Wearables Mostly Don't Work
The latest fad in nutrition and exercise just isn't that helpful for most people
This was a timed post. The way these work is that if it takes me more than an hour to complete the post, an applet that I made deletes everything I’ve written so far and I abandon the post. You can find my previous timed post here.
Wearables are all the rage. From FitBits to WHOOP bracelets to Oura rings to smart glasses, continuous glucose monitors (CGMs), metabolism-tracking patches, and the Apple Watch, everyone in the fitness space seems to be wearing something that tracks their health, whether they’re monitoring their VO2 max and heart rate variability or just the basics like sleep and heart rate.
A lot of people in that space also think wearables help to improve health. Naturally, then, many have taken to promoting wearables as a tool for health improvement. But do wearables actually help? It’s intuitive that they might. For example:
Wearables can make invisible health markers visible so people can act on them.
Wearables can provide immediate feedback on health habits: do more steps, sleep more, eat a slice of pie, and you’ll get numbers back right away so you can know how to adjust your habits.
Many wearables come with reminders, nudges, and trackers that might help people to stick to their habits and form healthier ones.
Some wearables use gamification and include social and personal accountability mechanisms like badges, streaks, leaderboards, and workout sharing, possibly providing users with an external locus of control.
Wearables support N-of-1 learning, which could feel empowering and promote consistency.
Some wearables provide clinic-level monitoring and early detection for serious health issues like atrial fibrillation, sleep apnea, and so on, and users can treat them like a way to get early alerts that let them act sooner for better results.
Notice my qualifying words: “can”, “might”, “possibly”, “could”. All of this is well-and-good in theory, but theory only matters if it translates to the real world! Does it? No.
Just the Evidence
The biggest question for the most common types of wearables is Do they increase physical activity? We’re looking for biobehavioral feedback, priming, sunk costs—whatever you want to argue from—and we do see evidence for it. Basically every review suggests that there is a small-to-modest effect on physical activity.

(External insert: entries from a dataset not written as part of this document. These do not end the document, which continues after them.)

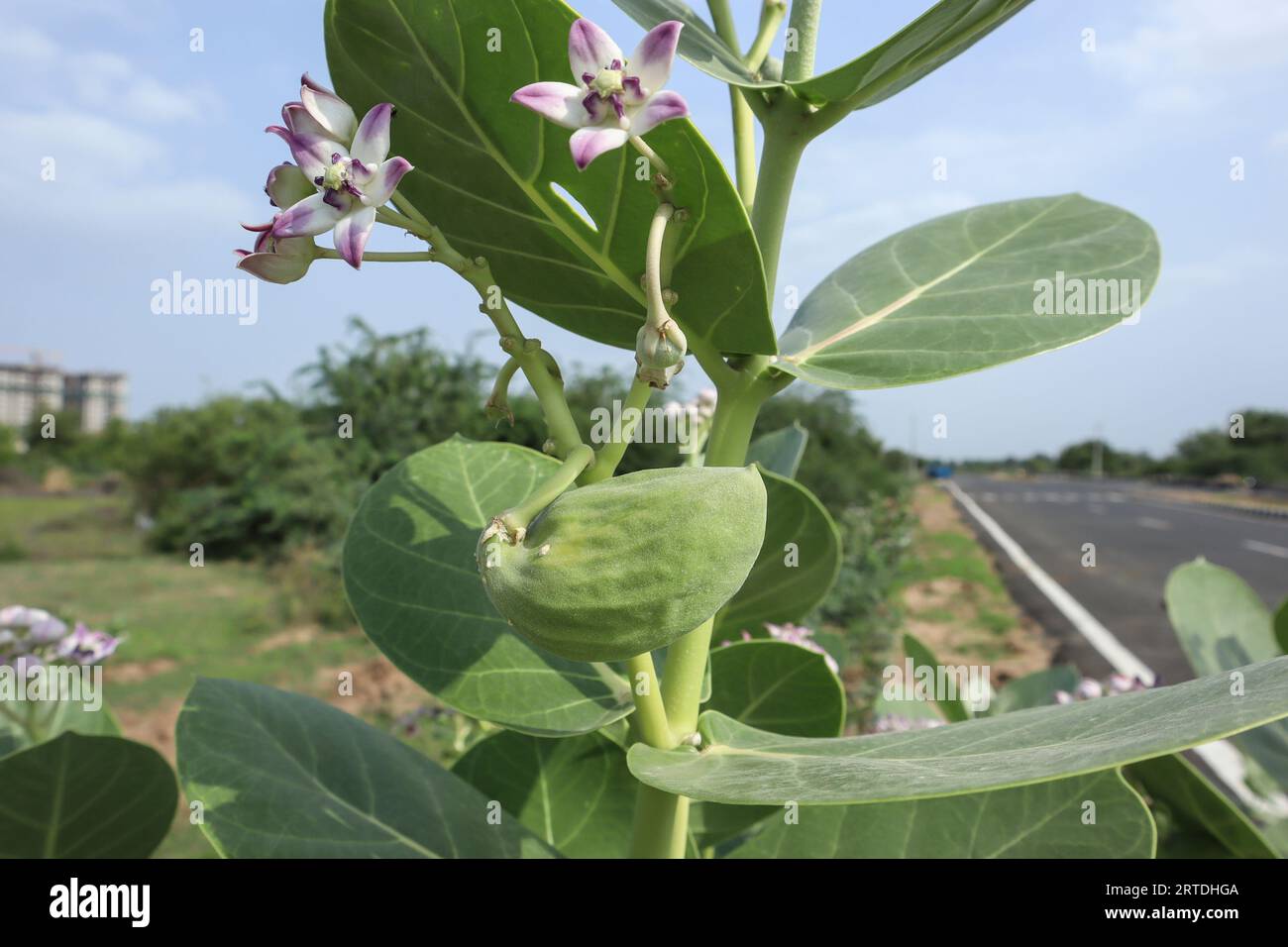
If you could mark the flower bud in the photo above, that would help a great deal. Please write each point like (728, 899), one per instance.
(660, 347)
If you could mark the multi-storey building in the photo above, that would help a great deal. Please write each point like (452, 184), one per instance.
(27, 390)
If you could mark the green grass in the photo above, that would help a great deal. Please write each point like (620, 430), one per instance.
(65, 527)
(223, 620)
(951, 556)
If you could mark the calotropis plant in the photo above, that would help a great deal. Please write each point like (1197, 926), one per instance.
(69, 785)
(595, 621)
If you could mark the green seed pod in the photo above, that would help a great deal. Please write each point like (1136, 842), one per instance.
(627, 565)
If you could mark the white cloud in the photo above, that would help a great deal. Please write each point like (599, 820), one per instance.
(97, 78)
(111, 179)
(1201, 38)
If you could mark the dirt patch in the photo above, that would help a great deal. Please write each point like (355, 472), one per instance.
(962, 620)
(378, 688)
(935, 512)
(154, 727)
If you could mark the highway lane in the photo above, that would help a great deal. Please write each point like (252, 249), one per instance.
(1138, 539)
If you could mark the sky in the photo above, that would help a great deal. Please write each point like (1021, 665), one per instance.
(159, 153)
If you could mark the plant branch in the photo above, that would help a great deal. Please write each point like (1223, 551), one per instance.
(526, 352)
(610, 454)
(771, 18)
(799, 60)
(516, 518)
(649, 718)
(374, 257)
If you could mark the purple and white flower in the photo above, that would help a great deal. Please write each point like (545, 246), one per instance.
(33, 637)
(617, 98)
(86, 647)
(279, 260)
(803, 638)
(347, 165)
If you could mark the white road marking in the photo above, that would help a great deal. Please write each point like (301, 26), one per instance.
(1220, 755)
(1267, 548)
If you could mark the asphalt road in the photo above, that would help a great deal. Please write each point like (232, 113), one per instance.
(1138, 539)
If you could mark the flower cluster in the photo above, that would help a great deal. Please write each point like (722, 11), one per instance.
(342, 175)
(794, 634)
(1090, 688)
(33, 637)
(616, 98)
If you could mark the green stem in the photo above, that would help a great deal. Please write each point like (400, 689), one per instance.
(649, 718)
(610, 454)
(661, 823)
(785, 145)
(653, 158)
(500, 397)
(682, 686)
(743, 120)
(657, 313)
(771, 18)
(743, 146)
(799, 63)
(661, 819)
(516, 518)
(374, 257)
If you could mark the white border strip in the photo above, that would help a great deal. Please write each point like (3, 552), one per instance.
(1102, 638)
(1220, 757)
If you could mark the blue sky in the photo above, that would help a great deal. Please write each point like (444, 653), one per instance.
(160, 151)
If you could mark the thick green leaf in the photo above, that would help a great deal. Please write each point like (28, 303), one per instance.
(940, 34)
(1223, 624)
(1041, 821)
(777, 685)
(576, 793)
(411, 578)
(774, 685)
(951, 707)
(936, 37)
(698, 42)
(1034, 689)
(777, 589)
(80, 796)
(284, 776)
(960, 292)
(781, 451)
(1199, 821)
(488, 171)
(741, 764)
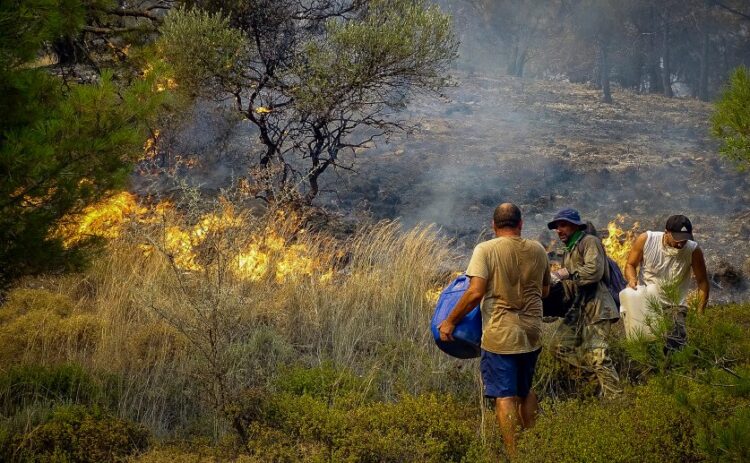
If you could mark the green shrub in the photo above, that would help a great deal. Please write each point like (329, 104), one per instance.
(322, 382)
(645, 425)
(20, 386)
(80, 434)
(322, 414)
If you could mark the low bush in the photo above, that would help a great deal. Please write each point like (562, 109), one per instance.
(644, 425)
(325, 414)
(38, 325)
(79, 434)
(24, 385)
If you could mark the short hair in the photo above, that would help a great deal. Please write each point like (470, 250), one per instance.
(507, 215)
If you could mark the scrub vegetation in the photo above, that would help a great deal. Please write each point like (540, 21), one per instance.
(137, 359)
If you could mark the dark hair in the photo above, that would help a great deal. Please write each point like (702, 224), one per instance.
(507, 215)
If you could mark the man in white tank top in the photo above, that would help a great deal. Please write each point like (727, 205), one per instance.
(667, 259)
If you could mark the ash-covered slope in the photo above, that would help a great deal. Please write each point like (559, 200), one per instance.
(545, 145)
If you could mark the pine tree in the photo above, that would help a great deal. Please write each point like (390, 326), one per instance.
(63, 145)
(731, 120)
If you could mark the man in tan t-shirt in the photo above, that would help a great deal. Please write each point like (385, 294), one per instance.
(510, 276)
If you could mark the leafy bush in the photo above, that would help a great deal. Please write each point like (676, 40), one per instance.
(20, 386)
(730, 122)
(323, 414)
(80, 434)
(645, 426)
(322, 382)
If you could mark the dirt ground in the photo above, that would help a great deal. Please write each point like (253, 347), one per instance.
(546, 145)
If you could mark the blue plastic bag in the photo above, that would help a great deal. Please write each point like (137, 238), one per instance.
(468, 333)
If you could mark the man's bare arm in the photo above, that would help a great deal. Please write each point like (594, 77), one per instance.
(701, 278)
(469, 300)
(634, 260)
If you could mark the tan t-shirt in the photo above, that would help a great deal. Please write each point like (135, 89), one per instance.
(516, 269)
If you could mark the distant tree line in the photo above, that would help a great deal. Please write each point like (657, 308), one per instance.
(652, 46)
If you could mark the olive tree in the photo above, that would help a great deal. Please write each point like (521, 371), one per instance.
(315, 77)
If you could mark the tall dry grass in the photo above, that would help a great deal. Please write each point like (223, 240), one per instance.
(182, 347)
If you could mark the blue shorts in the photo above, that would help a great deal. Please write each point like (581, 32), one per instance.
(508, 375)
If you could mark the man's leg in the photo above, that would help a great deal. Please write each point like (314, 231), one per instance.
(677, 337)
(528, 409)
(500, 377)
(508, 417)
(597, 347)
(528, 404)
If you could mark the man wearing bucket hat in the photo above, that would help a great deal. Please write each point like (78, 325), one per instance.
(666, 260)
(582, 338)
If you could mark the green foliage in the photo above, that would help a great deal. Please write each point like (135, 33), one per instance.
(322, 382)
(27, 24)
(202, 49)
(729, 441)
(309, 75)
(80, 434)
(397, 44)
(645, 425)
(63, 144)
(22, 386)
(730, 122)
(322, 414)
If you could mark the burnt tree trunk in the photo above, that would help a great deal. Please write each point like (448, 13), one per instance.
(604, 70)
(667, 70)
(703, 82)
(654, 79)
(520, 63)
(511, 68)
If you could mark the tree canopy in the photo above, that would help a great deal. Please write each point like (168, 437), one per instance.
(314, 78)
(731, 120)
(63, 143)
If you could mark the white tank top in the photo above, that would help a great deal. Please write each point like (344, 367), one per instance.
(662, 264)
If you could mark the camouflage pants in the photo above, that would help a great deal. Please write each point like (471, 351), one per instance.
(677, 335)
(586, 346)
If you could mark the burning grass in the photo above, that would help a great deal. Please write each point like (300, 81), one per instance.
(618, 241)
(190, 308)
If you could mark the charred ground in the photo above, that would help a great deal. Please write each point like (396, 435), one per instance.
(550, 144)
(539, 143)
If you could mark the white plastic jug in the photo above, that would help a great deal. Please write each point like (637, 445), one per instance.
(635, 310)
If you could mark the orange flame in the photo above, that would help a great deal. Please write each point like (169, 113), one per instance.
(619, 242)
(267, 255)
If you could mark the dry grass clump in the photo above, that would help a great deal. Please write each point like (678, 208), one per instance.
(40, 326)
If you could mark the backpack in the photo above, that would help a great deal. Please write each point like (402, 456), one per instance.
(616, 282)
(468, 333)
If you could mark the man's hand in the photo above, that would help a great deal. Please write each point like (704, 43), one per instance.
(561, 274)
(446, 330)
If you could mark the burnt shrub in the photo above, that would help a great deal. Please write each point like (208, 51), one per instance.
(80, 434)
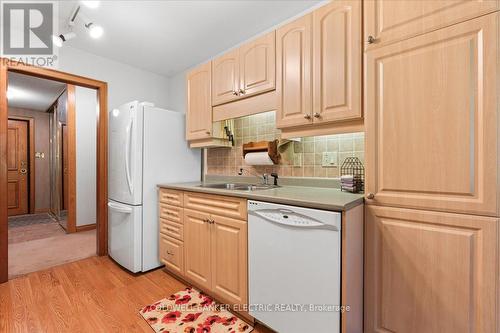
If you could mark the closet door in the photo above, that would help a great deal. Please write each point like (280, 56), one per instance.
(429, 272)
(432, 120)
(257, 65)
(337, 58)
(388, 20)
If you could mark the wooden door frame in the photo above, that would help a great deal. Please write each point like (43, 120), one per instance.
(31, 154)
(71, 125)
(102, 150)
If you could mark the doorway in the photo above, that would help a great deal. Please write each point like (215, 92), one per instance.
(8, 201)
(18, 167)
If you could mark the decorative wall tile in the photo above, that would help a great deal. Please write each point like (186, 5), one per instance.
(309, 151)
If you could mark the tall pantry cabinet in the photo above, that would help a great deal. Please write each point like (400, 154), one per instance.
(432, 131)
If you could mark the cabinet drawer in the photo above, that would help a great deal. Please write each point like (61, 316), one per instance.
(171, 213)
(171, 197)
(172, 229)
(216, 204)
(171, 254)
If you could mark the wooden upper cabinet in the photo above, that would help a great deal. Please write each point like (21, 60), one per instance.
(294, 73)
(432, 120)
(337, 60)
(199, 103)
(197, 244)
(257, 65)
(225, 78)
(229, 260)
(429, 272)
(388, 20)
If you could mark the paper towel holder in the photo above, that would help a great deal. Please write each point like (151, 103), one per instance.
(270, 146)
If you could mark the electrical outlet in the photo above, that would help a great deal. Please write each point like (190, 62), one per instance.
(297, 160)
(329, 159)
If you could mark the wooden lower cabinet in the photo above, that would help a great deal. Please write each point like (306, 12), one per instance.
(172, 254)
(429, 271)
(212, 233)
(197, 245)
(229, 260)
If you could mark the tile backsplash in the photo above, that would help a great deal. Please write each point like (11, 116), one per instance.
(298, 158)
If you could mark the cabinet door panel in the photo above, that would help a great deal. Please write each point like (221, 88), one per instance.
(225, 78)
(389, 20)
(257, 65)
(294, 72)
(429, 272)
(197, 245)
(229, 260)
(199, 103)
(337, 57)
(432, 120)
(171, 254)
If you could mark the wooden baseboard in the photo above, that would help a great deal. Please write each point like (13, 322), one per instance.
(85, 227)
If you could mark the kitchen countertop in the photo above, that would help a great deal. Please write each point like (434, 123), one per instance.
(311, 197)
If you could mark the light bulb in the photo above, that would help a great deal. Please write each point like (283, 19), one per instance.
(91, 4)
(95, 31)
(57, 41)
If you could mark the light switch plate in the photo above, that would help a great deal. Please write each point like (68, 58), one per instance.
(297, 160)
(329, 159)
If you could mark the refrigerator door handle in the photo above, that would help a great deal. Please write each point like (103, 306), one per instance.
(127, 156)
(119, 208)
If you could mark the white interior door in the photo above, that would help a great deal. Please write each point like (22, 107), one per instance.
(125, 154)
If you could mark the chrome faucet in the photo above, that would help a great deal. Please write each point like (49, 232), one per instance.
(264, 177)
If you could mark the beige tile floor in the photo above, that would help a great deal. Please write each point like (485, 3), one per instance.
(37, 246)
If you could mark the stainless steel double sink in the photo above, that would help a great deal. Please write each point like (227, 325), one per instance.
(239, 186)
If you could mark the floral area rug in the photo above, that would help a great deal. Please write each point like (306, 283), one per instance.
(191, 311)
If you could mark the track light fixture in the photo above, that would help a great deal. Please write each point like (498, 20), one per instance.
(59, 40)
(95, 31)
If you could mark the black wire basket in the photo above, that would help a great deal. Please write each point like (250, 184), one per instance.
(352, 175)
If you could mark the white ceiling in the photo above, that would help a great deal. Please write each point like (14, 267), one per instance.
(167, 37)
(29, 92)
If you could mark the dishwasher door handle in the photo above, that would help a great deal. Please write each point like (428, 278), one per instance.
(306, 223)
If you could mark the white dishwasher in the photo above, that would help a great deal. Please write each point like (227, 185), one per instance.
(294, 267)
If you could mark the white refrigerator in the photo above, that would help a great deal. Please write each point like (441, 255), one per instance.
(147, 146)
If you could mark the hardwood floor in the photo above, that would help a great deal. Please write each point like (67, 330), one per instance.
(90, 295)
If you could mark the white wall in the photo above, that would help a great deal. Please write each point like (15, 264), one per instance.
(86, 123)
(177, 92)
(125, 83)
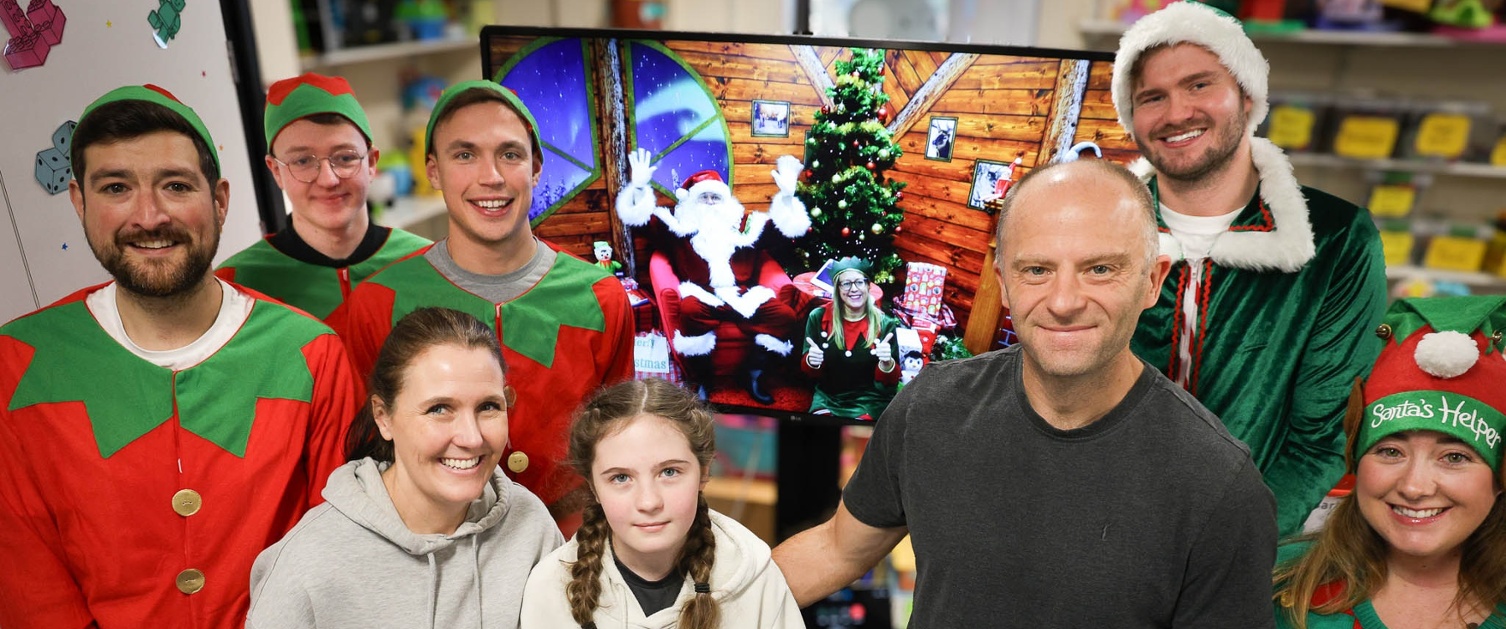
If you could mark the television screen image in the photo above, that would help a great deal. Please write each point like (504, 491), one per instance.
(809, 218)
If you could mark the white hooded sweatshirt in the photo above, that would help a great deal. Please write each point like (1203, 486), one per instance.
(353, 563)
(744, 581)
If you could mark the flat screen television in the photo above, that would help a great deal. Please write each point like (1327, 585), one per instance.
(902, 149)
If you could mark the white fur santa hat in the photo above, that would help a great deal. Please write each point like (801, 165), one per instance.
(1193, 23)
(705, 181)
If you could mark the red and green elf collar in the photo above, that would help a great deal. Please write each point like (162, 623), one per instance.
(491, 86)
(157, 95)
(306, 95)
(1441, 370)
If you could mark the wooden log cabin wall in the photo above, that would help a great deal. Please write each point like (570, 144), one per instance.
(1005, 109)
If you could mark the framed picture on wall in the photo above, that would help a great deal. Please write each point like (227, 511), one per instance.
(990, 182)
(770, 119)
(940, 139)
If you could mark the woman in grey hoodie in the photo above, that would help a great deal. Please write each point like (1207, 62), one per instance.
(420, 528)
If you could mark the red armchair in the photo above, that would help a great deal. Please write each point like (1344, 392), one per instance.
(732, 343)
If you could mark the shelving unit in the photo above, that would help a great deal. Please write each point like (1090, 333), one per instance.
(410, 212)
(1408, 166)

Sometimes this effect is tenuous. For example, in Au et al.’s 2024 systematic review and meta-analysis on wearable activity trackers for children and adolescents, trim-and-fill rendered the effect size for daily steps nonsignificant (-0.01; 95% CI: -0.35-0.33). For measured “moderate-to-vigorous physical activity” (MVPA, a common outcome in this literature), the effect size held together after adjustment, but was small (-0.14) and marginally significant (p = 0.01). In Wu et al.’s 2023 systematic review and meta-analysis on wearable activity trackers for older adults, they were underpowered to investigate publication bias, but their trim-and-fill for MVPA nonetheless still halved their effect size from about 0.54 d (0.36-0.72) to about 0.25-0.26 d (~0.05-0.46), though it retained significance (marginally: p ≈ 0.02 after correction).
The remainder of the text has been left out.